The Old Testament saints were saved like we are, by faith and obedience. Hebrews 11 is a chapter of what’s called hagiography which is the study of the saints and tells us about saints i.e. Abraham, Joseph, Rahab, Noah et al., who had faith and obedience to God even in trials and suffering. Those who were under the Levitical law had to obey Gods commands of the Law through circumcision, animal sacrifice, food obligations etc. but they were also bound by the moral laws of God too. They had to obey what God had revealed or commanded them to do. Obviously God hadn’t revealed that there was three persons within the Godhead (Trinity) yet ONE God. They could only follow in faith and obedience what had been revealed to them.
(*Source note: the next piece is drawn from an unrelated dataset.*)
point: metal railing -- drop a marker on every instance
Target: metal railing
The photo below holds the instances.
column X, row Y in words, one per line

I sometimes write in my mind without explaining with my fingers what I’m thinking, although I’d be the first to admit that I don’t know as much as some but more than most Catholics. What I meant was, “limbo” was/is speculative theology in that what happens to unbaptized babies hasn’t been defined for us specifically by the magisterium. What has been defined is that the Church leaves the children up to the mercy of God. If one wants to believe in “limbo” as a Catholic then that’s fine, provided one stays within Church teaching that baptism is necessary for salvation and is the ordinary way to infuse sanctifying grace into the soul.
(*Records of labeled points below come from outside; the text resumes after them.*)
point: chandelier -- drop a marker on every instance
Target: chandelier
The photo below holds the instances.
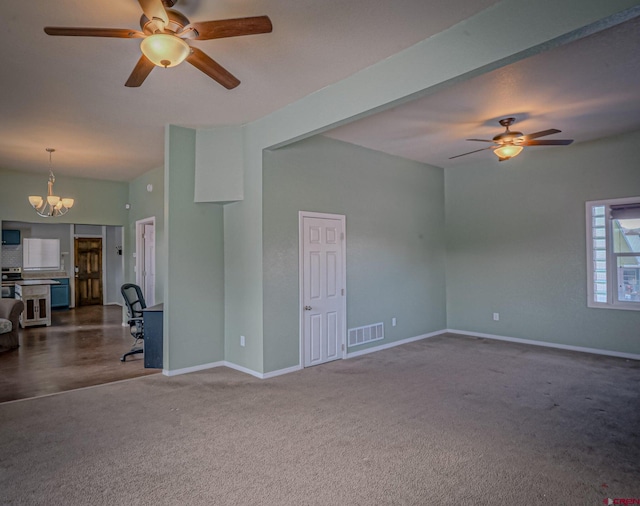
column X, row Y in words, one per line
column 52, row 205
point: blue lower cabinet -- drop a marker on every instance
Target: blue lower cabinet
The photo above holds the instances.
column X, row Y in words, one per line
column 60, row 294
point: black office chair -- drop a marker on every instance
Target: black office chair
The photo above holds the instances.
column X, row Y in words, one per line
column 134, row 300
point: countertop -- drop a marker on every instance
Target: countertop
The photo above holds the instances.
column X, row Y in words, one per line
column 35, row 282
column 44, row 275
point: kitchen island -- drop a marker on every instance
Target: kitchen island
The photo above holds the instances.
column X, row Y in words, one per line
column 36, row 295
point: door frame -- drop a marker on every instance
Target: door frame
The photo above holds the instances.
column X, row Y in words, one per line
column 140, row 260
column 342, row 218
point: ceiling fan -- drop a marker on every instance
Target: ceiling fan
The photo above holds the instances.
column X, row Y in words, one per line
column 164, row 35
column 510, row 143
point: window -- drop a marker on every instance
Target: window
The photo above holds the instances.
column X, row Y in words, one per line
column 41, row 254
column 613, row 253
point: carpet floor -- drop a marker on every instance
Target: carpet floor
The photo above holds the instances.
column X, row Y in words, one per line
column 447, row 420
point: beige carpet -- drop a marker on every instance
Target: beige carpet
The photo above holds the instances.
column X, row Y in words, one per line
column 450, row 420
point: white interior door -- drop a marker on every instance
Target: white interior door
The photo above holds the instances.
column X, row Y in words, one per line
column 146, row 259
column 322, row 288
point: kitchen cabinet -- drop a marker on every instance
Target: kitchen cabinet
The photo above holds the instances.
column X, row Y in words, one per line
column 60, row 294
column 36, row 295
column 11, row 237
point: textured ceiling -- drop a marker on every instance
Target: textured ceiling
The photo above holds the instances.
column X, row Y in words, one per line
column 589, row 89
column 68, row 92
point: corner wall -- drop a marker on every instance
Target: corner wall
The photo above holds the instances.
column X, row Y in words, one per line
column 394, row 212
column 194, row 290
column 145, row 204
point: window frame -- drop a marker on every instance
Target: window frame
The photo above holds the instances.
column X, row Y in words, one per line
column 611, row 258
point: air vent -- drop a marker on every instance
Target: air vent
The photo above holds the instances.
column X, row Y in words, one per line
column 366, row 334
If, for example someone holds to the idea that unbaptized babies can’t or will not beyond a shadow of doubt go to heaven or that they go to hell, then they are outside of what the Church has proclaimed, since the Catholic Church doesn’t say one way or another.
Protestants often wrongly assert that Catholics can’t think on our own, but they don’t really understand speculative theology, which stimulates debate in Catholic theologians and if the matter needs to be settled, the pope takes hold and proclaims what God has revealed, or at least gives guidelines as to what we can believe.
The problem with speculative theology is that the liberals/decenters (especially theologians/priests) take it and abuse its intent, because is gives them a platform to spew their outrageous and rebellious words against the papacy and traditional/historical Christian orthodoxy.